I have been on the forum for a few days and thought I would say hello to everyone and share some of the journey. I so hope this will encourage anyone who is just starting their journey. It is a roller coster!
In March 2024, I found myself in a hospital room with a doctor who I expected would tell me that my biopsy had found nothing. Instead the doctor explained it was cancer and said a lot of other things while my mind stopped processing. Thankfully my wonderful wife was with me and later she was able to tell me what I missed.
A few weeks later, I was offered the choice of hormone or surgery. I had done my homework and was leaning toward surgery. However, before I could make my choice, I made sure the doctor was aware of my other condition, Ulcerative Colitis. Please make sure you do point out any conditions you may have! This changed everything and I was told the only course of treatment was surgery.
In June 2024, I had my surgery and began the long path to recovery.
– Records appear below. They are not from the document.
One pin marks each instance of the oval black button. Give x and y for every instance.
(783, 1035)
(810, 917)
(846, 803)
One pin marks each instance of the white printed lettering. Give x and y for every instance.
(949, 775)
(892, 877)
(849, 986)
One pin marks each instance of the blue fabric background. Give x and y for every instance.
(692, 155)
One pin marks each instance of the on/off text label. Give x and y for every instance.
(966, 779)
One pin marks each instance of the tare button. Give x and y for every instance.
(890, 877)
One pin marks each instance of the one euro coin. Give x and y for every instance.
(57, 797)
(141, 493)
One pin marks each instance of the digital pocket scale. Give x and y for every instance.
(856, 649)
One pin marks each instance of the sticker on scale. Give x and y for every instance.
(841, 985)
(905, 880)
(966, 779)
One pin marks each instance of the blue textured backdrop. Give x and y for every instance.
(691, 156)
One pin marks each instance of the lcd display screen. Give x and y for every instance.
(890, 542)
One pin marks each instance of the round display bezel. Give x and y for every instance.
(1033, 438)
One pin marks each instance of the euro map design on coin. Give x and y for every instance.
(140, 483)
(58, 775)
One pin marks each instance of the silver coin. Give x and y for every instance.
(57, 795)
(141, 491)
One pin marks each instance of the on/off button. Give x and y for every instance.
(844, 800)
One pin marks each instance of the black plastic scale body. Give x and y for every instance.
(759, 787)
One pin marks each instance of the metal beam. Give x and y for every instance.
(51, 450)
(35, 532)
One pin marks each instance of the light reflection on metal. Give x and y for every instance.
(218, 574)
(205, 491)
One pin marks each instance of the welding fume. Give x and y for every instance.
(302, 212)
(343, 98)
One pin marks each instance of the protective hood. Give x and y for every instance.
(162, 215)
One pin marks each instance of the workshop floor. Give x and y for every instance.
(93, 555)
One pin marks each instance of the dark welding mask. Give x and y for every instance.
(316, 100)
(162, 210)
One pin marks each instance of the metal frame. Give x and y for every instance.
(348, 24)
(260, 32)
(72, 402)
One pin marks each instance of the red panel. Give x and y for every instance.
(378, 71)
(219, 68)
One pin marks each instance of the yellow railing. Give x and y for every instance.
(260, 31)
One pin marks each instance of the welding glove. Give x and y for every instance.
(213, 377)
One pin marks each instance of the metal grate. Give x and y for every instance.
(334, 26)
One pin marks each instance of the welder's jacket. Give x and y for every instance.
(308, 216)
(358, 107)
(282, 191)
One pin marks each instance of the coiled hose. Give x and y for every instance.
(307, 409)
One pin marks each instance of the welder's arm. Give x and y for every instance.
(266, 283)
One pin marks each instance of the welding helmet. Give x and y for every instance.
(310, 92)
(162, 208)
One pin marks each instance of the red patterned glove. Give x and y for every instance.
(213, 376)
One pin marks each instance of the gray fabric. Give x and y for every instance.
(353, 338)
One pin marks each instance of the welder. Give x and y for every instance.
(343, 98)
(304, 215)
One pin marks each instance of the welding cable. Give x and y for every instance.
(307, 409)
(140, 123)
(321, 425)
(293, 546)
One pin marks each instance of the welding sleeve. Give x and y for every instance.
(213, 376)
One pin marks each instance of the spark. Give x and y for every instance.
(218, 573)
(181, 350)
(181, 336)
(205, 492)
It took me nearly a week after the op to find out it had been non-nerve sparing. On top of this I had to keep a blood drain in for a week and I had a catheter for 24 days. The catheter was a real pain and I literally counted the days down to its removal. Sadly, when it was removed I instantly got a water infection and had several days of non-stop pad changing.
Over the next few weeks the water infection went and I began to recover. Unfortunately, I started to get a lot of hip pain. This turned into an investigation for possible spread. To cut a long story short, it wasn't but I did need some physio as the muscles around my pelvis had not set back in the correct place after the operation.
From day one after the operation, I had a lot of fatigue. By December, this fatigue was worrying me a lot and I went to my GP and had a series of blood tests. This turned up a worry with my liver and again it was possible spread. An ultrasound test identified it wasn't spread but was fatty liver.
In March 2025, I had blood in my urine and was back on the oncology two week list. I had a CT scan of my plumbing and a camera in my willie and into my bladder. There was a strange lump in my bladder. So I had another camera and a biopsy taken from my bladder. Sadly, this set me back to being incontinent, but this time, I expected the worst and got the best when the results were shared with me.
It is now June 2025 and I am back to routine PSA checks. I am off to Florida for a week to see my newly born grandson and finally feeling like I can look forward again.